In a month that included major Supreme Court decisions on abortion, religious liberty, and the DACA program, the court’s most significant opinion could end up being Seila Law LLC v. Consumer Financial Protection Bureau. It might one day be recognized as the landmark case that halted, and even reversed, the decades-long growth of the administrative state. 

The slippery slope.

Seila Law’s significance is tied to Humphrey’s Executor v. United States, a similarly mundane 1935 Supreme Court decision whose enormous impact was not immediately apparent. In 1933, President Franklin D. Roosevelt fired William Humphrey, a Coolidge appointee to the Federal Trade Commission. Humphrey sued, claiming the FTC Act specified that FTC commissioners could be removed by the president only “for cause”—“inefficiency, neglect of duty, or malfeasance in office”—which FDR had not provided (Humphrey died in 1934, before the court ruled).
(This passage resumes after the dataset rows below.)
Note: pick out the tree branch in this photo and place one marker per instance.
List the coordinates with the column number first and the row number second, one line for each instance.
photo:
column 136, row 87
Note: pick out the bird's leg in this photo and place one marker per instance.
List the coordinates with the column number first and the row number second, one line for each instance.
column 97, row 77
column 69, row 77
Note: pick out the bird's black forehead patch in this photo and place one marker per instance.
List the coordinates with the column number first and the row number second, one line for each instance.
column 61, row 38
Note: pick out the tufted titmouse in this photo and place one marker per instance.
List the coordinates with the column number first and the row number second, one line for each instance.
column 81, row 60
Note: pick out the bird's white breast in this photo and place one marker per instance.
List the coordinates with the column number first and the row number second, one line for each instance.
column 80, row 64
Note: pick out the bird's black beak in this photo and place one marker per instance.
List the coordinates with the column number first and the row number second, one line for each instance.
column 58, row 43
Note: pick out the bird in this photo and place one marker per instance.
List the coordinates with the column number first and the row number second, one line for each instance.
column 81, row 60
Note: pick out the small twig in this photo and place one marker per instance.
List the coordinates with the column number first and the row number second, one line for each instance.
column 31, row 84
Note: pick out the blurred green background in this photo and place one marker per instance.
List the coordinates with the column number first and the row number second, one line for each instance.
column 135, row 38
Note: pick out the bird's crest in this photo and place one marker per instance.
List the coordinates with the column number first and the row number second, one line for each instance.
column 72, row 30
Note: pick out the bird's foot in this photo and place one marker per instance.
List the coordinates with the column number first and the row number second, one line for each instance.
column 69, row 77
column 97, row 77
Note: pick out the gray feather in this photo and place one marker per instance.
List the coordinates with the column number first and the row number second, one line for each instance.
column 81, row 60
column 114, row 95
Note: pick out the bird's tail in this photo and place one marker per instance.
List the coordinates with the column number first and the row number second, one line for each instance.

Roosevelt pointed to Meyers v. United States, a 1926 Supreme Court decision that prohibited legal limitations on the president’s ability to fire government officials because such restrictions impermissibly interfered with the chief executive’s constitutional duty to supervise the executive branch. The Republican-leaning Humphrey’s court, in an attempt to rein in Roosevelt, circumvented the Meyers precedent by labeling the FTC’s functions “quasi-judicial” and “quasi-legislative” (rather than executive). Based on that dubious characterization, the court allowed the “for cause” removal limitation for FTC commissioners: Multi-member “expert” agencies like the FTC could be “independent” from the president without violating the Constitution.